Commercial real estate values could fall 30% or more from peak to trough, says KBW analyst Jade Rahmani. This compares to a similar decline in the 1980s, following the savings and loan crisis, as well as a 40% decrease after the global financial crisis.
Falling values are only part of the problem. About $1.3 trillion worth of commercial real estate loans will come due by the end of 2025, according to MSCI Real Assets. Most borrowers will need new loans to pay off their old ones, and lenders are being much more careful than they were a few years ago. In the worst-case scenario, borrowers can’t refinance, banks report losses and-in a repeat of what happened at Silicon Valley Bank and First Republic in the spring-nervous depositors start pulling their money out, sending banks to the edge.
Real estate is cyclical. Building a skyscraper typically takes years, and a lot can happen from the time a developer puts capital at risk to when the property starts generating returns. Higher inflation can enhance the performance of real estate investments, because it helps landlords raise rents while debt costs stay fixed. But periods of easy lending tend to sow the seeds of future distress.
In the 1980s, higher interest rates pushed small lenders to make risky loans in hopes of generating the returns they needed to retain deposits, and new tax rules inflated values—until another set of tax changes deflated them. Fifteen years later, Wall Street went all in on securitizations, chopping up loans into pieces and packaging them to create securities that could be sold to investors-supposedly spreading out and limiting the risk to any one loan defaulting. In both cases a reckless pursuit of profit exploded into a financial crisis.
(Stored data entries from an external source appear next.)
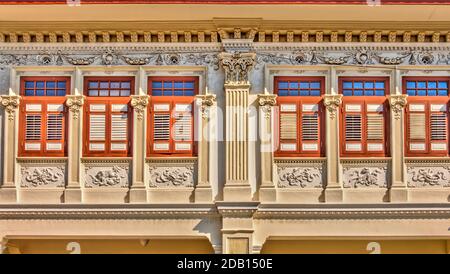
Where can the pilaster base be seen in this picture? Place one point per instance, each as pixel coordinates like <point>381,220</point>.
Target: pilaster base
<point>398,195</point>
<point>72,195</point>
<point>268,194</point>
<point>334,195</point>
<point>237,193</point>
<point>8,195</point>
<point>203,194</point>
<point>138,194</point>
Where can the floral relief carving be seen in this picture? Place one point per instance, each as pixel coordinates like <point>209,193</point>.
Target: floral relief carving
<point>139,103</point>
<point>115,176</point>
<point>361,177</point>
<point>429,176</point>
<point>10,103</point>
<point>75,103</point>
<point>303,177</point>
<point>172,176</point>
<point>42,176</point>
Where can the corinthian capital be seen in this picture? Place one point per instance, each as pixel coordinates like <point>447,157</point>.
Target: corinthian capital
<point>397,102</point>
<point>139,103</point>
<point>75,103</point>
<point>332,103</point>
<point>10,103</point>
<point>237,66</point>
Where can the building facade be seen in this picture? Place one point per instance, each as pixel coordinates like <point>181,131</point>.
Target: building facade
<point>153,127</point>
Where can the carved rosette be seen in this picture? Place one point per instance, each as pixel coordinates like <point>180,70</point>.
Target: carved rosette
<point>75,103</point>
<point>237,65</point>
<point>397,103</point>
<point>171,176</point>
<point>300,177</point>
<point>42,176</point>
<point>332,103</point>
<point>10,103</point>
<point>139,103</point>
<point>365,177</point>
<point>266,102</point>
<point>205,102</point>
<point>429,176</point>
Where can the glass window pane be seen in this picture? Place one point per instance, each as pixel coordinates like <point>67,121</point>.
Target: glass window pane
<point>29,84</point>
<point>410,84</point>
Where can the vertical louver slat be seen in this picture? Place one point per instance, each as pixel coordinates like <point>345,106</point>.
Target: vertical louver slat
<point>288,126</point>
<point>161,126</point>
<point>417,129</point>
<point>119,127</point>
<point>55,126</point>
<point>97,124</point>
<point>310,127</point>
<point>375,126</point>
<point>33,127</point>
<point>353,123</point>
<point>182,127</point>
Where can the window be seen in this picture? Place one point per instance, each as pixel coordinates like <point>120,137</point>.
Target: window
<point>364,119</point>
<point>108,116</point>
<point>43,116</point>
<point>300,115</point>
<point>171,126</point>
<point>426,116</point>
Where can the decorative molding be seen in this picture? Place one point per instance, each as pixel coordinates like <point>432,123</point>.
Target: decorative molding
<point>332,103</point>
<point>266,102</point>
<point>237,66</point>
<point>205,102</point>
<point>296,177</point>
<point>397,102</point>
<point>139,103</point>
<point>171,176</point>
<point>10,103</point>
<point>437,176</point>
<point>41,176</point>
<point>75,103</point>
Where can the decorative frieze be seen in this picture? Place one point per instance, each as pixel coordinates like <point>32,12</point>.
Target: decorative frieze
<point>75,103</point>
<point>42,176</point>
<point>10,103</point>
<point>139,103</point>
<point>397,103</point>
<point>332,103</point>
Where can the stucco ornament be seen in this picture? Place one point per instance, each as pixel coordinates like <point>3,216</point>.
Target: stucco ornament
<point>397,102</point>
<point>332,103</point>
<point>171,177</point>
<point>300,177</point>
<point>107,177</point>
<point>237,66</point>
<point>75,103</point>
<point>10,103</point>
<point>365,177</point>
<point>139,103</point>
<point>42,176</point>
<point>429,176</point>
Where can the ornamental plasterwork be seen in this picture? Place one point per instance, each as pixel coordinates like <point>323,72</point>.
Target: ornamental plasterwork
<point>365,177</point>
<point>42,176</point>
<point>438,176</point>
<point>266,102</point>
<point>10,103</point>
<point>171,176</point>
<point>75,103</point>
<point>107,176</point>
<point>332,103</point>
<point>139,103</point>
<point>237,66</point>
<point>206,101</point>
<point>300,177</point>
<point>397,103</point>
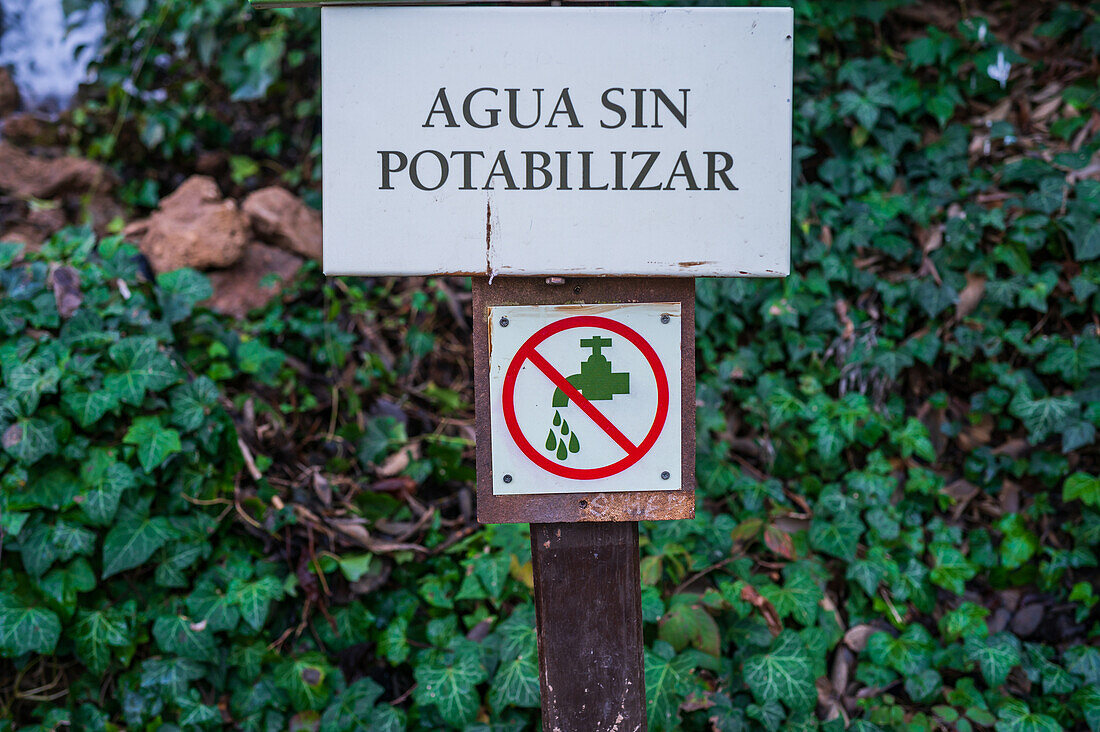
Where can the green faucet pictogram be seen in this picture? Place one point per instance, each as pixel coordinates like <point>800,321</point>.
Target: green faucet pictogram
<point>596,382</point>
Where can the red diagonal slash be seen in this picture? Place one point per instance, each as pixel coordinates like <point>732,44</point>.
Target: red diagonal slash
<point>579,399</point>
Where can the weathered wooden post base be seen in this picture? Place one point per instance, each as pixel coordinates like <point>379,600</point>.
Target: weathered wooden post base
<point>587,602</point>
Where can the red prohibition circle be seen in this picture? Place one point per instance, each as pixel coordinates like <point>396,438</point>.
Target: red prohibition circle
<point>527,352</point>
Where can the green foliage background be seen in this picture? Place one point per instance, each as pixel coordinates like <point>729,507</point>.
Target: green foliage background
<point>897,444</point>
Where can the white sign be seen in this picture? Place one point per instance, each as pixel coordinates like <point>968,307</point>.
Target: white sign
<point>585,397</point>
<point>636,141</point>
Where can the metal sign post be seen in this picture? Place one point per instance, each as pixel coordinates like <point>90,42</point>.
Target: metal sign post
<point>583,165</point>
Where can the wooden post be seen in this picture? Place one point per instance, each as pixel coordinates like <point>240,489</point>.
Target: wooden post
<point>587,603</point>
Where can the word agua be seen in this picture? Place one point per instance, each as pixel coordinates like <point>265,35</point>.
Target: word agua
<point>534,170</point>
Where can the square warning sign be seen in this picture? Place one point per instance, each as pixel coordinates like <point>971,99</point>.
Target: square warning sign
<point>585,399</point>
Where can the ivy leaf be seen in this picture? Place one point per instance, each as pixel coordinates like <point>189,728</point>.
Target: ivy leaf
<point>688,622</point>
<point>1089,699</point>
<point>354,710</point>
<point>770,714</point>
<point>908,654</point>
<point>837,536</point>
<point>668,680</point>
<point>154,441</point>
<point>304,678</point>
<point>1084,488</point>
<point>30,439</point>
<point>1015,717</point>
<point>1084,662</point>
<point>950,570</point>
<point>25,629</point>
<point>923,686</point>
<point>798,597</point>
<point>515,684</point>
<point>215,608</point>
<point>185,637</point>
<point>143,367</point>
<point>95,634</point>
<point>133,539</point>
<point>106,479</point>
<point>193,403</point>
<point>783,674</point>
<point>88,407</point>
<point>63,585</point>
<point>996,655</point>
<point>869,571</point>
<point>913,439</point>
<point>70,539</point>
<point>1087,244</point>
<point>1044,416</point>
<point>517,634</point>
<point>193,712</point>
<point>448,681</point>
<point>179,291</point>
<point>254,599</point>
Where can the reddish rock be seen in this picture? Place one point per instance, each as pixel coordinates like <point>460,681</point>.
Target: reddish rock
<point>238,290</point>
<point>194,227</point>
<point>28,176</point>
<point>48,218</point>
<point>9,94</point>
<point>100,211</point>
<point>281,218</point>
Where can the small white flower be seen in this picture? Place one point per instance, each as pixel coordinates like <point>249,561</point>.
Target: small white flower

This time the root cause is different. Regulations put in place following the global financial crisis sought to curb Wall Street’s risk-taking. At the same time, 15 years of ultralow interest rates increased demand for the relatively safe, higher-yielding investments available in commercial real estate.
Then the pandemic hit in March 2020, and commercial real estate suddenly lost its status as a low-risk investment. Social distancing measures sapped consumer demand at retail shops, restaurants and hotels. Mass furloughs followed, raising fears that millions of Americans would struggle to pay rent, and financiers worried that mall owners, hoteliers and apartment landlords would miss debt payments.
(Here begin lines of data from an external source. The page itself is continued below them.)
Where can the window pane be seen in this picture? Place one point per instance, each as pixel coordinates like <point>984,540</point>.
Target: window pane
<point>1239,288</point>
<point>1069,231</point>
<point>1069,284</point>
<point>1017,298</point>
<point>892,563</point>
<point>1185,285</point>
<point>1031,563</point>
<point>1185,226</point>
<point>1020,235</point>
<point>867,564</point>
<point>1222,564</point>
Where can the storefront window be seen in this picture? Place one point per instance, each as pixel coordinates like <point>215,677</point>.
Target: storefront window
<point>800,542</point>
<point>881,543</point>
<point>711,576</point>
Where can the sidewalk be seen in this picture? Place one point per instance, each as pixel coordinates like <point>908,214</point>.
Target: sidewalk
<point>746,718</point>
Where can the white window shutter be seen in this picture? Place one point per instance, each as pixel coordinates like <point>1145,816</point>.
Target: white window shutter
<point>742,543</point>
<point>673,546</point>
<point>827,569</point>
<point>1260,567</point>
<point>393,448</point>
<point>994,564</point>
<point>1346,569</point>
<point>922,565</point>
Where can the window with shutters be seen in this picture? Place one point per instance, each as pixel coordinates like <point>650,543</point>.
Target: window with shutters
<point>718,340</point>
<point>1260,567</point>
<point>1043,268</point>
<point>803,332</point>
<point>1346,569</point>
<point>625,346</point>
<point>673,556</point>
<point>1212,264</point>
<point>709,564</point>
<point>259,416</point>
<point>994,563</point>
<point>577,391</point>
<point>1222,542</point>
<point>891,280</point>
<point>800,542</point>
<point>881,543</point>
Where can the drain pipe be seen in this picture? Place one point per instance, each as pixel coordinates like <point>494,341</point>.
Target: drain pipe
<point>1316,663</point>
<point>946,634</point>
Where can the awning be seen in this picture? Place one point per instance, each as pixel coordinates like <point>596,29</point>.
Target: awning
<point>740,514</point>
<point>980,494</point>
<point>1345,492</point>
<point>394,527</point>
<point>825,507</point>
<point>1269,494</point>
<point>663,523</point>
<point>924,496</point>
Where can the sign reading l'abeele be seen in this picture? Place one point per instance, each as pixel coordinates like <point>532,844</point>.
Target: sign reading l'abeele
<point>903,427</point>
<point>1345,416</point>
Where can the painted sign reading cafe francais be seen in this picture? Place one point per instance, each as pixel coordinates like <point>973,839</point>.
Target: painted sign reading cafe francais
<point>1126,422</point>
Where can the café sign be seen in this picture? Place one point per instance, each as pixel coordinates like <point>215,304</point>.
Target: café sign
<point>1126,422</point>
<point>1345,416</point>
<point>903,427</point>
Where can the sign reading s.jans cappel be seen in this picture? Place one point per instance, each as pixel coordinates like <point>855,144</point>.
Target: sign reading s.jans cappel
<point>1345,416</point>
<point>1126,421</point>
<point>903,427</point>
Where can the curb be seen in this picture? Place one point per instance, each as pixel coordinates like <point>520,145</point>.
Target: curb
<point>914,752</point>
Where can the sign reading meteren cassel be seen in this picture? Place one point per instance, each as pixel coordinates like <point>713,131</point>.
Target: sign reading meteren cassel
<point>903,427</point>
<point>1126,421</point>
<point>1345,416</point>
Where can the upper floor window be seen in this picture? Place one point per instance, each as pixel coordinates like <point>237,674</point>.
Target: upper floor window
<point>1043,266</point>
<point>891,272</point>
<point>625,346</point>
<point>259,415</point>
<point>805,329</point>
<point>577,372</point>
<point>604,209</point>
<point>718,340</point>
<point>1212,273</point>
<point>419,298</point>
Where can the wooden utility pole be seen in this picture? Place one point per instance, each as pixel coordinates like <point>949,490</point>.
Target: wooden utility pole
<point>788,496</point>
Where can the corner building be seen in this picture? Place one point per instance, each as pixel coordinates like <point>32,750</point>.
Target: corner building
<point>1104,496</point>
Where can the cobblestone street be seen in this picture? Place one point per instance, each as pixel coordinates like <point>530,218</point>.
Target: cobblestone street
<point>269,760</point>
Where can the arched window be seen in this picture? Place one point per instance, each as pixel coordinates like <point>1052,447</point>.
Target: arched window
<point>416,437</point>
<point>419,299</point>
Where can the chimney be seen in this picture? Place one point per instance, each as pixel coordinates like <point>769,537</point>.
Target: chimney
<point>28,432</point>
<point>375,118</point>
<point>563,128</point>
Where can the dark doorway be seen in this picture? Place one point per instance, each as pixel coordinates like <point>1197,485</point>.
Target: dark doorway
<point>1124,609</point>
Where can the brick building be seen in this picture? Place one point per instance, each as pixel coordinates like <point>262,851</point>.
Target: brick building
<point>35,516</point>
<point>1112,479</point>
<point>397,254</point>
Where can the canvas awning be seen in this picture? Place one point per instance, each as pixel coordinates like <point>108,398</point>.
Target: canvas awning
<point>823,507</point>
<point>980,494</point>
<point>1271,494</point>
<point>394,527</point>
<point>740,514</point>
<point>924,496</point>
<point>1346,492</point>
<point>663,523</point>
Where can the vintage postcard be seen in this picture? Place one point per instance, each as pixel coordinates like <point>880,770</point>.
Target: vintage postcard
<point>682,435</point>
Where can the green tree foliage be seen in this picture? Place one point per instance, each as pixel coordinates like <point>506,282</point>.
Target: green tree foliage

Policymakers acted to defuse that crisis, authorizing huge stimulus spending and lowering interest rates even further. Flush consumers started new households and shopped more online, sending rents for apartments and e-commerce warehouses soaring. From March 2020 to July 2022, property values surged 30% in the US, where buildings representing three-fifths of the world’s $33 trillion in real estate assets are located. “It felt like we were dealing with a very fit athlete who had a heart attack and six weeks later was running marathons again,” says Acore Capital’s de Haan.
But the moves that averted the first crisis set the stage for the current one. Higher housing costs and increased consumer spending helped push inflation to levels not seen in four decades. In response the Federal Reserve reversed course and started rapidly raising rates. Higher borrowing costs slammed the real estate market to a halt, with sellers demanding the same exorbitant prices established during the pandemic boom and buyers arguing that increased mortgage rates meant prices had to come down.
Commercial mortgages function differently from the 30-year fixed-rate loans that form the bedrock of the US housing market. Investors borrow for shorter periods and structure loans with large balloon payments at the end. They’re designed to be refinanced, and if they aren’t, the owner FedExes the keys back to the lender. By the end of last year, the industry was bracing for jingle mail.